Europa braucht profilierte Parteien

von Klaus Koch

Klaus Koch

Die Große Koalition tut den beteiligten Parteien nicht gut. Seit geraumer Zeit haben CDU/CSU und SPD bei Umfragen keine Mehrheit mehr im Bundestag. Und das ausgerechnet kurz vor der Europawahl, zu der die Wähler erfahrungsgemäß entweder gar nicht erst hingehen oder die regierenden Parteien abstrafen, weil sie vermuten, es ginge um nicht viel bei dieser Wahl. Das, trotz mancher Fehler, grandiose Friedensprojekt Europa läuft also Gefahr, in die Hände von Populisten und Nationalisten zu geraten.

Dabei wäre gerade jetzt ein starkes Europa wichtig. In der Weltpolitik schwinden Verlässlichkeit, Vertragstreue und strategisches Augenmaß zunehmend. Der einzelne europäische Nationalstaat, auch wenn er wirtschaftlich stark erscheint, ist in diesen weltweiten Wirren alleine verloren. Doch da steckt Europa im nächsten Dilemma. Nur starke europafreundliche Regierungen sind in der Lage, die europäische Einheit weiter voranzutreiben. Schwache, ohne Mehrheit im eigenen Land, neigen dazu, kein Risiko einzugehen und den Ergebnissen demoskopischer Umfragen hinterherzulaufen, statt mutige Entscheidungen zu treffen.

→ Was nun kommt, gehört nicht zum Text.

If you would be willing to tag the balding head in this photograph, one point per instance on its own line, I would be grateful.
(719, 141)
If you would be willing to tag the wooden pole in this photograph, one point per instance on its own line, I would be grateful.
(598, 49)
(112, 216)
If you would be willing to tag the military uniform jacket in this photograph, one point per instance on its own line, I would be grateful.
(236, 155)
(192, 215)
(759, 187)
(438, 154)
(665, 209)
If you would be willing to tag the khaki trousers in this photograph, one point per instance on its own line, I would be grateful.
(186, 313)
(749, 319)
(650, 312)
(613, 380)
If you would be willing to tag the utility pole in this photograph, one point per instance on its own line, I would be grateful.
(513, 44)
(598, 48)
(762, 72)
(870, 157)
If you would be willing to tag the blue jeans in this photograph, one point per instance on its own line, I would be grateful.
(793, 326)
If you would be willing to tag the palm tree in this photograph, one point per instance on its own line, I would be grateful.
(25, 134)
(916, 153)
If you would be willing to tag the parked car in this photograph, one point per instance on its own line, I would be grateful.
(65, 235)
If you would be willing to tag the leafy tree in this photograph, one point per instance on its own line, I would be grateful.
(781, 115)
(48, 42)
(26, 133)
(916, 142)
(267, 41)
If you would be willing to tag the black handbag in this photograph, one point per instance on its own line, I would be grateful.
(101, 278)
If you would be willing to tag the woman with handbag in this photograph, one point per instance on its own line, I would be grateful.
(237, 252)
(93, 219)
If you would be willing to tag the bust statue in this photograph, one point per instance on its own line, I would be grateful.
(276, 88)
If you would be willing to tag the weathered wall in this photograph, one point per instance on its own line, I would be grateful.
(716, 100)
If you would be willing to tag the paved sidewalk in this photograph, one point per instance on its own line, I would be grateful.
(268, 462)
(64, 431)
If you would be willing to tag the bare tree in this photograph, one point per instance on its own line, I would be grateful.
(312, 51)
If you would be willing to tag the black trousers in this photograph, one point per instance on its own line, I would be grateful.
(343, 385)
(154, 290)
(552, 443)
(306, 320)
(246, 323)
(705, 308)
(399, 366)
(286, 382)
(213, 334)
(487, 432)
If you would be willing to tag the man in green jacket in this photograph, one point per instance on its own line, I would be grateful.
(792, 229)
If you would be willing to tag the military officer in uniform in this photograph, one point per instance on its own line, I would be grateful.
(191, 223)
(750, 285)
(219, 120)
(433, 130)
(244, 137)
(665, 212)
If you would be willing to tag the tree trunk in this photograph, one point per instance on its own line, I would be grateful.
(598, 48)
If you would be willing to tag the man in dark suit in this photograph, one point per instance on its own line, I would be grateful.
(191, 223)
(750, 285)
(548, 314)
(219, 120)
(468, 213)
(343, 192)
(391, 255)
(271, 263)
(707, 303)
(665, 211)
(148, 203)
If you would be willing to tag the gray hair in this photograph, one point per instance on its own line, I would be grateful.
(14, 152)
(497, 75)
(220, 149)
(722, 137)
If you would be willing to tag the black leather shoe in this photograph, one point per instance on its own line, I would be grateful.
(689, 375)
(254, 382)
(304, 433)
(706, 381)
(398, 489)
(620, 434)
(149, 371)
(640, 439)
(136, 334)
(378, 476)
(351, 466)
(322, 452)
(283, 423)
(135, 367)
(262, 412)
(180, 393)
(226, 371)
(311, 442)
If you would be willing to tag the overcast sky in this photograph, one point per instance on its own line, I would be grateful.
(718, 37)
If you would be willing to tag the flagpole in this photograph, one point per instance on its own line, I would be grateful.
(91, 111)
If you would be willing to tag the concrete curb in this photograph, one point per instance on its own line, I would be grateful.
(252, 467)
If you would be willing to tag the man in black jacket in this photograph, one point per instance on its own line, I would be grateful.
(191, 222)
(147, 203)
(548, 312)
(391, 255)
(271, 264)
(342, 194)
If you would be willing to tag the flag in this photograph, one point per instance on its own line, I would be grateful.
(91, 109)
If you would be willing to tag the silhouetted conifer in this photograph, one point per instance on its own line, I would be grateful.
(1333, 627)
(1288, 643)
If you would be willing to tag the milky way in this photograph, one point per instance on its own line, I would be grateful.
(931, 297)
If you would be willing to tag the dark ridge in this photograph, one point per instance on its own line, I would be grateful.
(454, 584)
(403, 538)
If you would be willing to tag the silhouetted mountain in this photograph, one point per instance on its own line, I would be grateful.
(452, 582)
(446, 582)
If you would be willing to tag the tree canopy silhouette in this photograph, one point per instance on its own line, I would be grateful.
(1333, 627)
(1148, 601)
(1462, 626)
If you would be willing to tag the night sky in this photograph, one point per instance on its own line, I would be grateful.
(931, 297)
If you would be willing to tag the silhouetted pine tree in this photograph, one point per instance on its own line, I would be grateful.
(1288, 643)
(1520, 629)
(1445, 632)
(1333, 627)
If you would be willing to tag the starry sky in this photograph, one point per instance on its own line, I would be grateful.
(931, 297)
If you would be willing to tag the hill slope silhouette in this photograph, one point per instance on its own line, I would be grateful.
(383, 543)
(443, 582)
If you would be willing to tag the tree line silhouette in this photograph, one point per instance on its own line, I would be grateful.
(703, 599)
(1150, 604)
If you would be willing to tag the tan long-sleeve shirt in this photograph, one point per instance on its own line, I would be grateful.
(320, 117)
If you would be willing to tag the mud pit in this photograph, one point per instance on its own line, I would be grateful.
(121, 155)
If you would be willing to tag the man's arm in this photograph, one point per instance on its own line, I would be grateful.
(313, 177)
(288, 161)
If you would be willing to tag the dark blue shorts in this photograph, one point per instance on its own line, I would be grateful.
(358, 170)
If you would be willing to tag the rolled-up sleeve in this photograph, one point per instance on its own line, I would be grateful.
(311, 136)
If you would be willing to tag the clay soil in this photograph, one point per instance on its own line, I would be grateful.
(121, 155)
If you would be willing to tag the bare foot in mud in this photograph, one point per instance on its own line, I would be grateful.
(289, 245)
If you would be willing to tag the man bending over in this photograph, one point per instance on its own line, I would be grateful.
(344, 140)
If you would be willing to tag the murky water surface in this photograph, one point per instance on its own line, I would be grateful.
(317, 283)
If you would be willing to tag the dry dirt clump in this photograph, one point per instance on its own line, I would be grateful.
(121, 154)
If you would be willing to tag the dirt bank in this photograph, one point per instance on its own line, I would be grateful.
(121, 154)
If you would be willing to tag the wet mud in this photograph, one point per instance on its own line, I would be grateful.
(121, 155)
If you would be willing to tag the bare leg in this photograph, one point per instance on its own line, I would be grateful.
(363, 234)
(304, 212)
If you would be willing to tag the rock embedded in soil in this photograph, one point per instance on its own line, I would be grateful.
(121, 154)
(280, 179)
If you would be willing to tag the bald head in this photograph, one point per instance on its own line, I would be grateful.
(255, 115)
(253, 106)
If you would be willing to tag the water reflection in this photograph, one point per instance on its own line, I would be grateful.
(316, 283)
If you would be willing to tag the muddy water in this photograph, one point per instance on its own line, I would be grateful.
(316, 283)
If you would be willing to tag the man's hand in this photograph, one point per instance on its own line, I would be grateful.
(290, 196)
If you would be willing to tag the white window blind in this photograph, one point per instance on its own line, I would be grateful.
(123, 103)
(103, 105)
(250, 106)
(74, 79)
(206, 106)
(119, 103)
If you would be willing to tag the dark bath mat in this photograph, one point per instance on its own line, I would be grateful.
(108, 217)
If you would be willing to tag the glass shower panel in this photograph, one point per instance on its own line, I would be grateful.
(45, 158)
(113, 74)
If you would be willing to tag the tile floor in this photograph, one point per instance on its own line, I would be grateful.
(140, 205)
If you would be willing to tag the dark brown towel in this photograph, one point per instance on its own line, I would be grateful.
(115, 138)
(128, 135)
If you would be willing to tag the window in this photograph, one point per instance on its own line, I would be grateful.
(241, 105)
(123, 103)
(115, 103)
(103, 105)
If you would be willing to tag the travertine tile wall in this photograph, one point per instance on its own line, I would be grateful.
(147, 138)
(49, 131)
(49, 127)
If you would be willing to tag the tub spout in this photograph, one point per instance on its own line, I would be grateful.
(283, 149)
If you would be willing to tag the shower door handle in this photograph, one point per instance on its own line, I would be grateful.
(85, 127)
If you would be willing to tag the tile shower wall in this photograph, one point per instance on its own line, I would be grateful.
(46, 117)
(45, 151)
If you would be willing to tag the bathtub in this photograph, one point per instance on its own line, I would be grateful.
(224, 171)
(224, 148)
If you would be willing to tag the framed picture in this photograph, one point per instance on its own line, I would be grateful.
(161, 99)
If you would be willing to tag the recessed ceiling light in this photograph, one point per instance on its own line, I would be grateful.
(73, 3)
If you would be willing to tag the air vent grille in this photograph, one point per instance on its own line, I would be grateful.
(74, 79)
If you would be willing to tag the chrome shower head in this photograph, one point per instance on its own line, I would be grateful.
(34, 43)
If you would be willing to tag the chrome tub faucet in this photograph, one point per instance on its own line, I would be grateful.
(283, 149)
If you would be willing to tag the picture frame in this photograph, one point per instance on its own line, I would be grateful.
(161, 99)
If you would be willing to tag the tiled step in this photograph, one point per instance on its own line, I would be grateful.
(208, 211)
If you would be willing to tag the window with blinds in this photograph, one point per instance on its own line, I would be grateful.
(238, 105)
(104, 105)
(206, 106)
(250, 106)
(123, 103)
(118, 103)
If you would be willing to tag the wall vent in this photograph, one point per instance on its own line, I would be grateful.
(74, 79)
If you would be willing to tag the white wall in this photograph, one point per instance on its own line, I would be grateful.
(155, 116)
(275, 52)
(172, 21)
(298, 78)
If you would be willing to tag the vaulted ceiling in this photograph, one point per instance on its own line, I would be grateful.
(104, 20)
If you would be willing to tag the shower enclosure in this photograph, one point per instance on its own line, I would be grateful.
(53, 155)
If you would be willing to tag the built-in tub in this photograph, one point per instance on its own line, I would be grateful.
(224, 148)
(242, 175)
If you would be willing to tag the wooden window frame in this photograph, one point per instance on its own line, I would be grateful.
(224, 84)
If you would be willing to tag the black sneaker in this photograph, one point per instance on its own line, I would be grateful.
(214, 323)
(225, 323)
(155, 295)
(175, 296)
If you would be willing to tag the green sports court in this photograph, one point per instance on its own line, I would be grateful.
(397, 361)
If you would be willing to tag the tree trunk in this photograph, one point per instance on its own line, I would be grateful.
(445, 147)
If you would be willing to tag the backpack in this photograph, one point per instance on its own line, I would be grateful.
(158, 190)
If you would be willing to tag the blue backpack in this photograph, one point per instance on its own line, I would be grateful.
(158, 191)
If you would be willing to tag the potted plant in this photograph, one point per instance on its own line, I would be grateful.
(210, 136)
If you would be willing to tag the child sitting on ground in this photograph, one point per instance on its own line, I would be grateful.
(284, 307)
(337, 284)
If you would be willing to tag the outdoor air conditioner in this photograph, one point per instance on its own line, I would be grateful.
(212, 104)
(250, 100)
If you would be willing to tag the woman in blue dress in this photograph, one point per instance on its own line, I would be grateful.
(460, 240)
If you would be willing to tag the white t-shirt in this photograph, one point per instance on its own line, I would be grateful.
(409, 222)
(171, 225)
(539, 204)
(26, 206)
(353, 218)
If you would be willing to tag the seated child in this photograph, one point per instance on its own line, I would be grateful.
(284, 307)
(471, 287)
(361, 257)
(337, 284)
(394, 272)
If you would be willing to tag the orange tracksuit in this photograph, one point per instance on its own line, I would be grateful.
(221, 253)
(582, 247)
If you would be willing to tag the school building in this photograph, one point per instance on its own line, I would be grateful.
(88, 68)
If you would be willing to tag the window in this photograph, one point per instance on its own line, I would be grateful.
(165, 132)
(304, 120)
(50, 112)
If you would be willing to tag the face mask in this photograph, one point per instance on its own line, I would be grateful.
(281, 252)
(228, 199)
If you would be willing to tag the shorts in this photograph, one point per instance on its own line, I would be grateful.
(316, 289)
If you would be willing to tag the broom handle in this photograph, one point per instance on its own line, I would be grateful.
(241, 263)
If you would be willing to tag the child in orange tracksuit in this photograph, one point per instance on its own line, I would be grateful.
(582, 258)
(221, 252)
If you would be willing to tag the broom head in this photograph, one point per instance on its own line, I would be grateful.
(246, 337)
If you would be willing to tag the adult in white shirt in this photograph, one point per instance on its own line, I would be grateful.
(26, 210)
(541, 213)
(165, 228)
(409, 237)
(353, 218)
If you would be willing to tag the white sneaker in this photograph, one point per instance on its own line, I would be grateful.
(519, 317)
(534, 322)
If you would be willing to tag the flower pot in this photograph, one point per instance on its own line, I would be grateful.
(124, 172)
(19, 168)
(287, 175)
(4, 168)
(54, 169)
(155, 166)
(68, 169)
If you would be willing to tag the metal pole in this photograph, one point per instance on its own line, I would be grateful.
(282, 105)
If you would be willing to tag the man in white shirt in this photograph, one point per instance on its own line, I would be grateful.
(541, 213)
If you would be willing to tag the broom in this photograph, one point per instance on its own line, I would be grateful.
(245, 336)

Noch besteht Hoffnung. CDU und SPD sind dabei, inhaltlich ihre Vergangenheit aufzuarbeiten. Die CDU hat gelitten unter der Zerrissenheit in der Flüchtlingspolitik, die SPD an den Auswirkungen der Hartz-IV-Gesetze. Nun versuchen beide, daraus Konsequenzen zu ziehen und ihre Politik neu auszurichten. Beide müssen im gesellschaftlichen Diskurs dabei mit Widerstand rechnen. Aber vielleicht gelingt es ihnen so, neues Profil zu gewinnen und Differenzen sichtbar zu machen. Zwei konkurrierende große ­Parteien, denen beide Europa am Herzen liegt, täte der deutschen Demokratie gut.